Re: [PATCH v2 3/3] PM / EM: Skip inefficient OPPs

From: Vincent Donnefort
Date: Tue May 25 2021 - 05:59:50 EST


On Tue, May 25, 2021 at 10:21:37AM +0100, Vincent Donnefort wrote:
> On Tue, May 25, 2021 at 10:48:23AM +0200, Peter Zijlstra wrote:
> > On Fri, May 21, 2021 at 05:54:24PM +0100, Vincent Donnefort wrote:
> > > diff --git a/kernel/sched/cpufreq_schedutil.c b/kernel/sched/cpufreq_schedutil.c
> > > index 4f09afd..5a91a2b 100644
> > > --- a/kernel/sched/cpufreq_schedutil.c
> > > +++ b/kernel/sched/cpufreq_schedutil.c
> > > @@ -10,6 +10,7 @@
> > >
> > > #include "sched.h"
> > >
> > > +#include <linux/energy_model.h>
> > > #include <linux/sched/cpufreq.h>
> > > #include <trace/events/power.h>
> > >
> > > @@ -153,6 +154,9 @@ static unsigned int get_next_freq(struct sugov_policy *sg_policy,
> > >
> > > freq = map_util_freq(util, freq, max);
> > >
> > > + /* Avoid inefficient performance states */
> > > + freq = em_pd_get_efficient_freq(em_cpu_get(policy->cpu), freq);
> > > +
> > > if (freq == sg_policy->cached_raw_freq && !sg_policy->need_freq_update)
> > > return sg_policy->next_freq;
> > >
> >
> > This seems somewhat unfortunate, it adds a loop over the OPPs only to
> > then call into cpufreq to do the exact same thing again :/
>
> Indeed, but it would be complicated to avoid the double loop:
>
> It is possible to register OPPs (and by extension perf_states) for a
> frequency for which, the cpufreq table entry is marked with
> CPUFREQ_ENTRY_INVALID. It would probably be an issue that would have to be
> fixed in the driver, but it is currently allowed.
>
> More importantly, while resolving the frequency, we also cache the index in
> cached_resolved_idx.
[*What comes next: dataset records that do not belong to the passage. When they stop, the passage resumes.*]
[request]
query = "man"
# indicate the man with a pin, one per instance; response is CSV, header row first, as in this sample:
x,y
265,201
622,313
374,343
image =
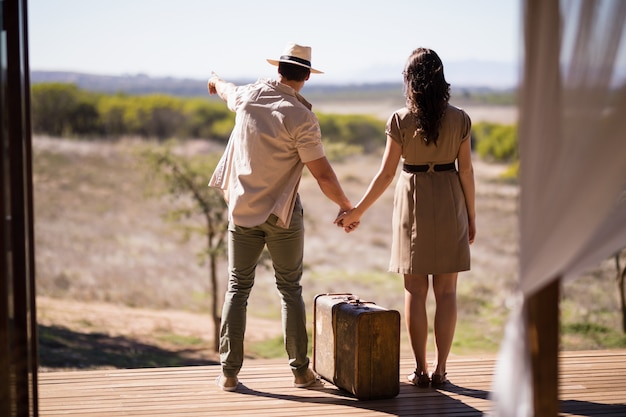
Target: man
x,y
275,135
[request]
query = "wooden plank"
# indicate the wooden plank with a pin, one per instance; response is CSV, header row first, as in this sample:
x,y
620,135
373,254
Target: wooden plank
x,y
268,391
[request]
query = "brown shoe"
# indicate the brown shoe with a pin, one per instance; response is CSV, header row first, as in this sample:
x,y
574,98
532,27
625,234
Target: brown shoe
x,y
438,380
419,379
227,383
306,380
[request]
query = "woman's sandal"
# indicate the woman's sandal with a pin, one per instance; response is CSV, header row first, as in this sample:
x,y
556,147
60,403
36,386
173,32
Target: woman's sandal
x,y
419,379
438,380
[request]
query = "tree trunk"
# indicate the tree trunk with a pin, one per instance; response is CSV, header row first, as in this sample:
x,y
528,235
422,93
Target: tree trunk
x,y
621,277
543,333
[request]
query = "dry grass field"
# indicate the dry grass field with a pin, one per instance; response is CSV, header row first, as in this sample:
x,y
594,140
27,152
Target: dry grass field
x,y
113,277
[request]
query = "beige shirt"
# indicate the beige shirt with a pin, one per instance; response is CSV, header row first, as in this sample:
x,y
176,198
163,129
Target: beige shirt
x,y
455,128
275,133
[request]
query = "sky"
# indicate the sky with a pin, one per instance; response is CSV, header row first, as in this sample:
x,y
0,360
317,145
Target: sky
x,y
352,40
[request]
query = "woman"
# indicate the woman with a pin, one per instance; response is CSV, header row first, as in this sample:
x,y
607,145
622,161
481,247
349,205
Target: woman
x,y
433,216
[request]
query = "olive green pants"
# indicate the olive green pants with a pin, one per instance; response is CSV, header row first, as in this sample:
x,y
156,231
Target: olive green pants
x,y
286,247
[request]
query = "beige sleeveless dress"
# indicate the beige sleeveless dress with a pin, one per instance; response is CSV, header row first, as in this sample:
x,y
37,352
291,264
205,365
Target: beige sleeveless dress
x,y
430,225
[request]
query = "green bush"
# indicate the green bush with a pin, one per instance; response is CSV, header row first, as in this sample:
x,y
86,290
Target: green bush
x,y
496,142
364,131
65,110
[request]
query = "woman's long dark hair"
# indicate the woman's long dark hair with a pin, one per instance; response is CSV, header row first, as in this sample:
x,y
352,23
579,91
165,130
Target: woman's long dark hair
x,y
427,92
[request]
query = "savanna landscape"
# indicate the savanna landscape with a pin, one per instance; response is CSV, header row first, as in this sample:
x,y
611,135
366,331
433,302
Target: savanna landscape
x,y
121,286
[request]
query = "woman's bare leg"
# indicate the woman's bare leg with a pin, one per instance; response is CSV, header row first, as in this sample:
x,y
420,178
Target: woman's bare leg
x,y
415,292
444,286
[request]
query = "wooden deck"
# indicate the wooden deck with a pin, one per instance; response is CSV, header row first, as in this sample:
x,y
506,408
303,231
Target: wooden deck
x,y
593,383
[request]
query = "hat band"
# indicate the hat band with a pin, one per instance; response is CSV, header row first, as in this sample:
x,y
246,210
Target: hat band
x,y
296,59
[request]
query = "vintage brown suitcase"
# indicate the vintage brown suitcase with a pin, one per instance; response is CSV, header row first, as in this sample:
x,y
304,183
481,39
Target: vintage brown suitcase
x,y
356,345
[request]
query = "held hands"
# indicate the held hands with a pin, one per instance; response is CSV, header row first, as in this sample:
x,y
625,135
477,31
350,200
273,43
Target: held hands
x,y
211,83
349,220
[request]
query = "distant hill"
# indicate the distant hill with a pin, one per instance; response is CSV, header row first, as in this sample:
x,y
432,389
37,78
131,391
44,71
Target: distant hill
x,y
143,84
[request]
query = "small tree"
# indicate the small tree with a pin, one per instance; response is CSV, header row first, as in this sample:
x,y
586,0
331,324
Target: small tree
x,y
186,180
621,278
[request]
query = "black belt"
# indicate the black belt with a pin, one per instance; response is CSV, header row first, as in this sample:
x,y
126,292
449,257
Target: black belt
x,y
423,168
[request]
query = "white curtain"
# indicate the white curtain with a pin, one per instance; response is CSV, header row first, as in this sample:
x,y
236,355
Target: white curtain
x,y
572,137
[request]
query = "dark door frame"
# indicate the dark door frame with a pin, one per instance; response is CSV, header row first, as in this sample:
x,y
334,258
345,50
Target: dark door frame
x,y
18,323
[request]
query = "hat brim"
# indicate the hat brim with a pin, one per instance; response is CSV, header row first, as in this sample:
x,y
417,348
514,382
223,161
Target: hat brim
x,y
275,62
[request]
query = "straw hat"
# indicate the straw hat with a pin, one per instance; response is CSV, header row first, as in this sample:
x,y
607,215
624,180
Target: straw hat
x,y
296,54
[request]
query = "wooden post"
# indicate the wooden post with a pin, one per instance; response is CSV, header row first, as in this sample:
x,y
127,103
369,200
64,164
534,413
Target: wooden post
x,y
543,333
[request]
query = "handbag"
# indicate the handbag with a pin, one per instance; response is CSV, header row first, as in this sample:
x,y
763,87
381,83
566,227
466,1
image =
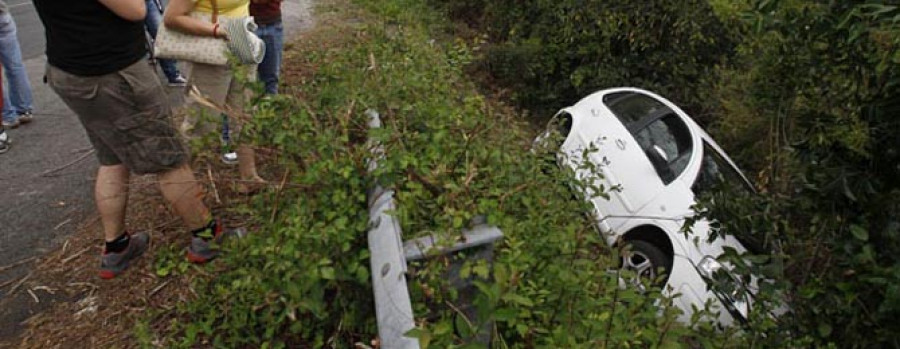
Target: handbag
x,y
173,44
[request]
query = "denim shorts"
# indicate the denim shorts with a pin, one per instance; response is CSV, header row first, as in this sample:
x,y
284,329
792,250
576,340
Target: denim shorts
x,y
126,115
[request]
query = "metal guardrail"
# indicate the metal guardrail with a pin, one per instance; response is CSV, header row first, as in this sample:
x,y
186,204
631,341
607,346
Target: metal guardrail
x,y
389,255
393,308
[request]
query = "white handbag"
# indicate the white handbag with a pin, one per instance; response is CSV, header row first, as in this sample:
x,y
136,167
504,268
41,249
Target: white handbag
x,y
173,44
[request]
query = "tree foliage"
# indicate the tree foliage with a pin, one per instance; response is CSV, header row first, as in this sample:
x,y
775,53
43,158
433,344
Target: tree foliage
x,y
804,93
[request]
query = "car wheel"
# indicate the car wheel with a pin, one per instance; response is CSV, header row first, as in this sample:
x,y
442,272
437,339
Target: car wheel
x,y
650,265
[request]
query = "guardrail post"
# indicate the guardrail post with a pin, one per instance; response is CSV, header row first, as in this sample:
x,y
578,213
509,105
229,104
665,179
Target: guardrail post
x,y
478,244
389,255
393,307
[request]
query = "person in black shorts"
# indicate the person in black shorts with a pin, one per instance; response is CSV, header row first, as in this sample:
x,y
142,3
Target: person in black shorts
x,y
95,53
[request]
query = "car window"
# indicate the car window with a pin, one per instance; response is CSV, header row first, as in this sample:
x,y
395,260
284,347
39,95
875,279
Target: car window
x,y
715,171
671,136
632,107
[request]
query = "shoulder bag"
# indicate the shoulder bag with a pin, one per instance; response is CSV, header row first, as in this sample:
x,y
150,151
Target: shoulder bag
x,y
173,44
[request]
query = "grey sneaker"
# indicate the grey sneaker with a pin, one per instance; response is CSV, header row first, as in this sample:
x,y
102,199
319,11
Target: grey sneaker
x,y
26,117
201,251
11,124
178,81
113,264
4,141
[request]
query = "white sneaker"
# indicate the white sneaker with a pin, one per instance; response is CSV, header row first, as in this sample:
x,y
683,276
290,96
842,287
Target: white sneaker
x,y
4,141
178,81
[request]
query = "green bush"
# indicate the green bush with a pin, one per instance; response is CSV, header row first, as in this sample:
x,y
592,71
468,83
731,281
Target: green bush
x,y
551,53
302,279
811,104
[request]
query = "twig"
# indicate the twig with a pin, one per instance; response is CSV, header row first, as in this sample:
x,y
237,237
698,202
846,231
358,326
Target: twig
x,y
82,157
158,288
70,258
278,195
16,264
212,183
36,300
22,281
62,224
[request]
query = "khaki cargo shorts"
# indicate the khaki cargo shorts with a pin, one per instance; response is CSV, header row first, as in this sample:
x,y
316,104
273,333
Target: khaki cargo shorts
x,y
126,115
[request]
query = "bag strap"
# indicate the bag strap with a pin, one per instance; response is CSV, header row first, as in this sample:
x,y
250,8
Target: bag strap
x,y
215,16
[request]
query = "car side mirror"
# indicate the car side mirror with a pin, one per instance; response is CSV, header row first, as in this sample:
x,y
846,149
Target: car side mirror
x,y
661,153
661,163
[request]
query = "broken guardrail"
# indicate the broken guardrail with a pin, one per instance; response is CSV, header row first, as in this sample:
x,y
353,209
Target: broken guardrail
x,y
389,255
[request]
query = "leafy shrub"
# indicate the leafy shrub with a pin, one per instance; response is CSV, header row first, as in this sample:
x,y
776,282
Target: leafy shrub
x,y
550,53
302,279
811,102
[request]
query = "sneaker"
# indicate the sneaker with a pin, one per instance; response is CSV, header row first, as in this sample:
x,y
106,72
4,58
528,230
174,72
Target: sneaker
x,y
4,141
178,81
11,124
113,264
26,117
230,158
201,250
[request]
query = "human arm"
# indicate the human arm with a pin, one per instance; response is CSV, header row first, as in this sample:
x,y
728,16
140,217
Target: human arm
x,y
132,10
178,17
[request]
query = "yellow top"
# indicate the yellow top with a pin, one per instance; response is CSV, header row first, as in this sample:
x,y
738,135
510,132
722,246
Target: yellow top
x,y
227,8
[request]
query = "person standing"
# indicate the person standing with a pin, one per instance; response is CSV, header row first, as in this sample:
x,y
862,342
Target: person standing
x,y
217,82
267,15
152,22
96,64
4,138
17,108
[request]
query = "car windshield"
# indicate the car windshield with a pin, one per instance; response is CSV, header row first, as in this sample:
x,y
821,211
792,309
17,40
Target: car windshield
x,y
632,107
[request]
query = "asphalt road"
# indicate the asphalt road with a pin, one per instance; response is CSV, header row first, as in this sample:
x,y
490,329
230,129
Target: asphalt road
x,y
46,179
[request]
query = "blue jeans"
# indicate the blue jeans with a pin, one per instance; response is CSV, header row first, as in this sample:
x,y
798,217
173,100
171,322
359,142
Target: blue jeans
x,y
273,35
17,95
152,21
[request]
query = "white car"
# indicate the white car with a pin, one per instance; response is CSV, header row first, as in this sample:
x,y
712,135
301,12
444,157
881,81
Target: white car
x,y
657,160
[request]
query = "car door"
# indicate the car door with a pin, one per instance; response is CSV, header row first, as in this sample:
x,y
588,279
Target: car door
x,y
644,152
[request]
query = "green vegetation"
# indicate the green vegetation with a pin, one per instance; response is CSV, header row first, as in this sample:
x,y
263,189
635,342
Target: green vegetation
x,y
302,279
805,92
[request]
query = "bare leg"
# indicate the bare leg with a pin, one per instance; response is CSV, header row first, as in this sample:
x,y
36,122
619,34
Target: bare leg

Some drivers, such as qcom-cpufreq-hw rely on this
> value for their fastswitch support.

Unless we are ok bringing the cpufreq idx into the Energy Model. But I
originally dismissed this idea. I didn't want to bring a such dependency between
the two frameworks, especially as the EM can also work with Devfreq. But maybe
it's worth it in the end. Any thoughts?

>
> Notice though, we would iterate over the EM only in the case where the
> performance state has found inefficiencies.
>